Published: February 27, 2024
A paramilitary soldier on patrol marches past a crowd gathered in front of a replica of Tibet's most revered landmark Potala Palace, on Sept. 26, 2006. China's ruling Communist government sees the tracks as an important tool in modernizing and developing Tibet, which was "liberated" by Chinese troops in 1950. (Image: FREDERIC J. BROWN/AFP via Getty Images)

In China’s southwestern province of Sichuan, the construction of the Gangtuo hydroelectric plant — a 25-dam system on the Drichu River — has ignited intense protests and led to the mass arrest of over a thousand Tibetan monks and villagers. 

The protests, which originated in Derge (a county in the Garzê Tibetan Autonomous Prefecture), highlight new concerns regarding the preservation of Tibetan cultural heritage, and once again brings the Chinese Communist Party’s (CCP) human rights abuses into focus. 

The core of the unrest lies in the potential submersion of ancient Tibetan monasteries and the displacement of approximately 100,000 people to accommodate the dam project.

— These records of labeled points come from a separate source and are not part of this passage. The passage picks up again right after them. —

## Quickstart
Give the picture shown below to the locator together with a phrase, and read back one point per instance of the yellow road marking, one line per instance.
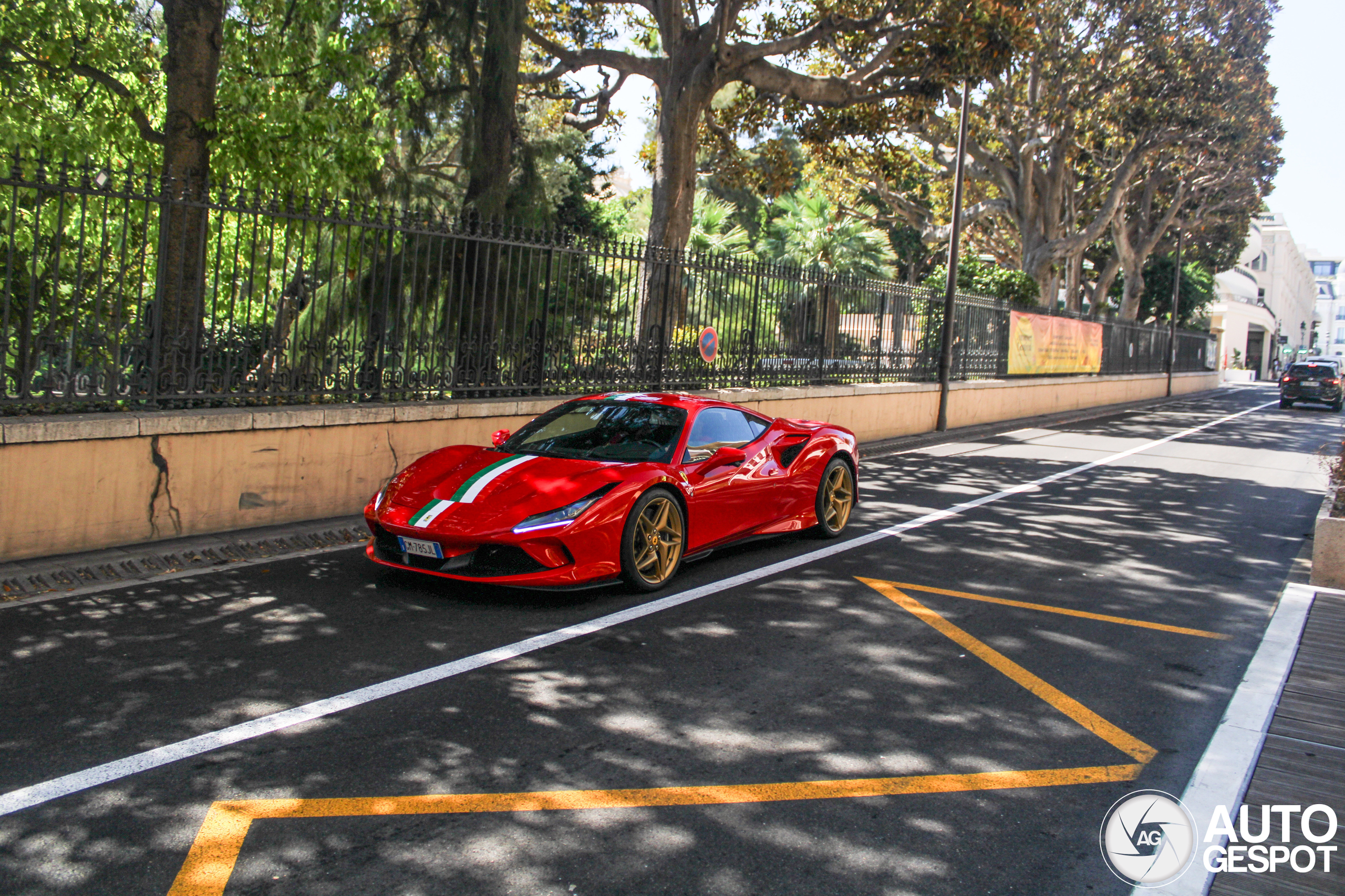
(1121, 621)
(1064, 703)
(213, 855)
(217, 847)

Historical sites such as the Wonto and Yinnan temples, which survived the Cultural Revolution and are home to significant 14th and 15th-century murals, are at risk. The urgency and desperation of the local population have been palpable — with protests escalating since Feb. 19, local media reports. 

RELATED: Boarding Schools for Tibet’s Nearly 1 Million Children Erasing Native Language, Culture: NGO Report

Members and supporters of the Tibetan Association of Southern California and Los Angeles Friends of Tibet march on the 50th anniversary of the first Tibetan uprising against Chinese rule and the escape of the 14th Dalai Lama into exile, on March 10, 2009 in Los Angeles, California. (Image: David McNew via Getty Images)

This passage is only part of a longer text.